我家缺一把砍刀,妻嫌买的刀太精致而不适用,她要求我去铁匠铺打一把刀。我们单位是一家机械加工厂,废料箱的边角料就是打砍刀的好材料。只是我选好料后,竟然不知道哪里有铁匠铺可以去加工。问了几个人,他们都说铁匠铺早歇业了,最后还是一位热心的同事帮我拿到乡下,才打回了一把刀。同事打回的砍刀不仅笨重而且粗糙,感觉那位铁匠仿佛缺少耐心似的,总之与我想象的差太远了。同事也不好意思,讪讪地说:“先凑合着用吧,真是浪费了一块好钢。现在打铁的人太少了。”
这家铁匠铺的铁匠姓黄,十多年前我就认识了。那时我在郊区建房,不时要来找他打个钎之类。那时黄师傅身体强壮,还带着两个徒弟。有时我急等着用,就站着看他们干活,看他们干活是一种享受,那是力与美的完美结合。那炉中的火苗,一起随风箱的节拍跳跃,在劲风的吹奏中升腾。
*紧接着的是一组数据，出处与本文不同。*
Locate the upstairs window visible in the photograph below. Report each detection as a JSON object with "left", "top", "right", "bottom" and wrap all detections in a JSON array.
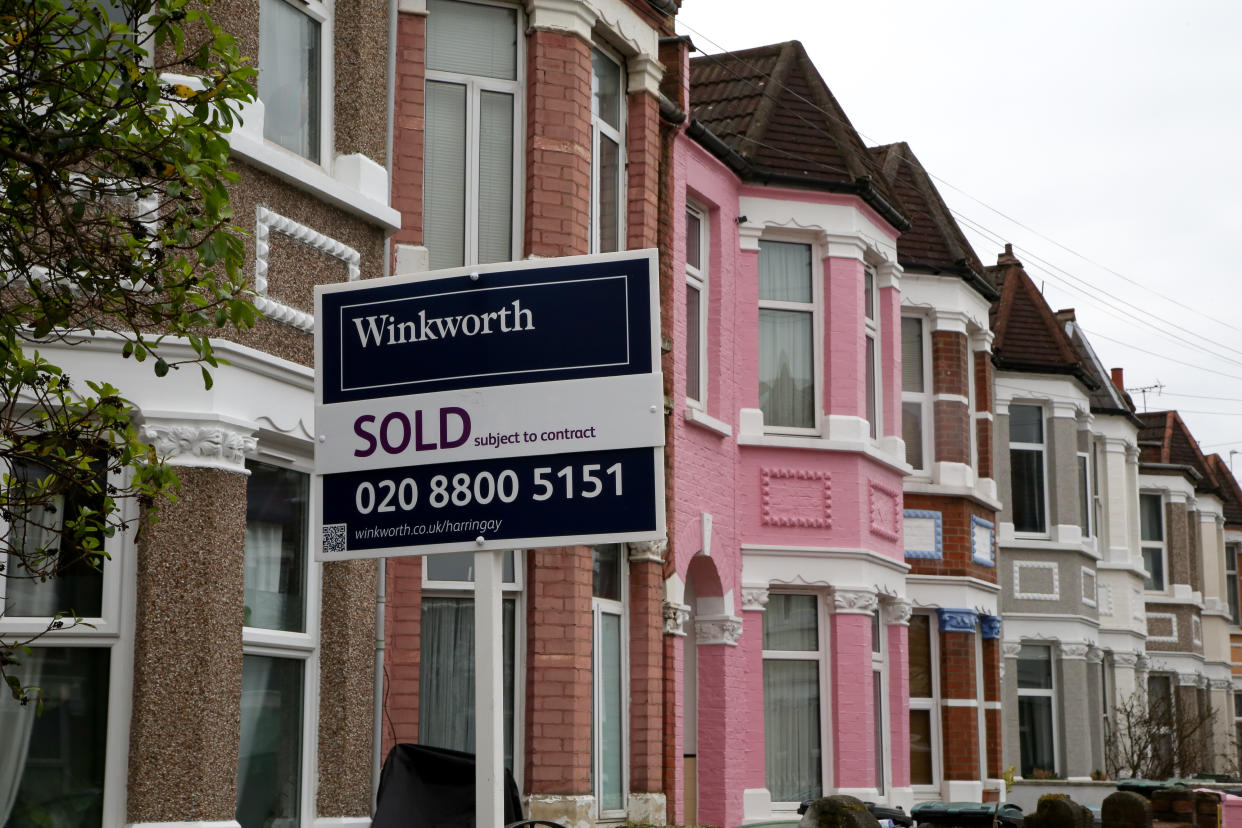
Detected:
[
  {"left": 1009, "top": 405, "right": 1047, "bottom": 534},
  {"left": 685, "top": 205, "right": 707, "bottom": 406},
  {"left": 1227, "top": 543, "right": 1241, "bottom": 625},
  {"left": 758, "top": 241, "right": 816, "bottom": 431},
  {"left": 590, "top": 47, "right": 625, "bottom": 253},
  {"left": 424, "top": 0, "right": 520, "bottom": 270},
  {"left": 259, "top": 0, "right": 328, "bottom": 163},
  {"left": 864, "top": 267, "right": 880, "bottom": 439},
  {"left": 1140, "top": 493, "right": 1166, "bottom": 591},
  {"left": 1077, "top": 449, "right": 1092, "bottom": 539},
  {"left": 901, "top": 316, "right": 929, "bottom": 470}
]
待铁器热至彤红,铁铗快速夹至大铁墩上,一番铁锤上下,一串钉铛声响,一阵汗雨飘下,那铁件便成了理想的器物。有时铁匠师傅会把铁器放入水槽内,随着“吱啦”一声,一阵白烟倏然飘起,淬火完成。给我打好钎,黄师傅用细铁丝拴好,交给我。
有一次我去的有点晚,黄师傅正准备出门,大徒弟也穿的西装毕挺。师徒俩这身打扮让我感觉特陌生。此时的他们确实是两个比较帅的男人。毕竟打铁练就了一副好身材,脱去那脏工衣,身形就显现出来。“北门王铁匠60大寿,方圆一代的铁匠都要来祝寿,大徒弟也快出师,我带他去喝喜酒,也让他认识下同行前辈们,将来也好有个照应。”那时我才知道,铁匠这一古老的行业,不仅后继有人,并且这些行业的规矩还保持得很好。
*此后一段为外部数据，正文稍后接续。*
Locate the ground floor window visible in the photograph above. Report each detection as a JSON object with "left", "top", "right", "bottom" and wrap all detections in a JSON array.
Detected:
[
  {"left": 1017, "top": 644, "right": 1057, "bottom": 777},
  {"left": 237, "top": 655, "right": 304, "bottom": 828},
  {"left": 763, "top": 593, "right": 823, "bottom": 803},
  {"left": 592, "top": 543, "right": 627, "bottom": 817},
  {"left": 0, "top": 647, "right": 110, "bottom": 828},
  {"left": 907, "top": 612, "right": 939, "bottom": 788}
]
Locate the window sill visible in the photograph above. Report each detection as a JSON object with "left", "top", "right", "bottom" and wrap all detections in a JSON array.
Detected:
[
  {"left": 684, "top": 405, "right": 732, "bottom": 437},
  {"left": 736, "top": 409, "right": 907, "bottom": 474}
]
十多年后再次见到黄师傅,他明显瘦了,好似比以前小了一号,怎么也找不到当年的那种风采。但他坚持开着铁匠铺,案上摆着刀、锄之类。看到我,他没吭声,很专心地磨着刀。“师傅,活干得真漂亮,怎么没再带徒弟。”我试探地打招呼。他迟疑了很大会才接腔。“现在年轻人哪吃的了这个苦,都不愿意学。我真搞不懂,难道在外打工就比打铁强?”老人如同是在自言自语。“祖传的铺子就要关门喽,到我是第三代了,我在一天就撑一天。”老人是一脸的无奈。
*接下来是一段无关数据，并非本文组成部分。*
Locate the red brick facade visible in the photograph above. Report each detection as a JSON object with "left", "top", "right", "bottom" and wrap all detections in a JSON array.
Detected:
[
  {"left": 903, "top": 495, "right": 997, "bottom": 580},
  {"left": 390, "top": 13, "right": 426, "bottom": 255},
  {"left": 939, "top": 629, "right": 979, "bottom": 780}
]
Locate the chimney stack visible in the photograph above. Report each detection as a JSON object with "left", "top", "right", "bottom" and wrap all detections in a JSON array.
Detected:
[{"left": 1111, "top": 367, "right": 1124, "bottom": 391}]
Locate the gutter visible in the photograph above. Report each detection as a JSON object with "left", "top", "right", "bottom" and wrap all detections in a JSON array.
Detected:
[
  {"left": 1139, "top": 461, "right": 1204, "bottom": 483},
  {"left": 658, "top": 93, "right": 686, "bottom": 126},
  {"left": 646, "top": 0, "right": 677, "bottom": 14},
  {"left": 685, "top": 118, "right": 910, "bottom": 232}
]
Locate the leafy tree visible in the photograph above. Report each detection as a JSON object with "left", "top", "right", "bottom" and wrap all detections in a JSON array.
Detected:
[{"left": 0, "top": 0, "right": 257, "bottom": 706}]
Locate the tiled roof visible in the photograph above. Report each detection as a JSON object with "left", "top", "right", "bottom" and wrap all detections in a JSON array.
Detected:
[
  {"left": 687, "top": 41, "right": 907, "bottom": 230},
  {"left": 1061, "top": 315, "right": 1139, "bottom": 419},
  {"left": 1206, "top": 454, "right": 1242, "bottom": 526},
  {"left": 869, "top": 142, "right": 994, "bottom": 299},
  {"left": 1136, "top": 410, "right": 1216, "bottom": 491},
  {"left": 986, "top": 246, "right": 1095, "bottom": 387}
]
我也只能安慰他一番。“炉火照天地,红星乱紫烟。赧郎明月夜,歌曲动寒川。”这种打扮的盛况也许只能存在许多打铁人的记忆中了。街头少一个店铺,没有多少人会在意,但如果少了这个铁匠铺,对一条老街来说,那肯定是少了一道独特的风景。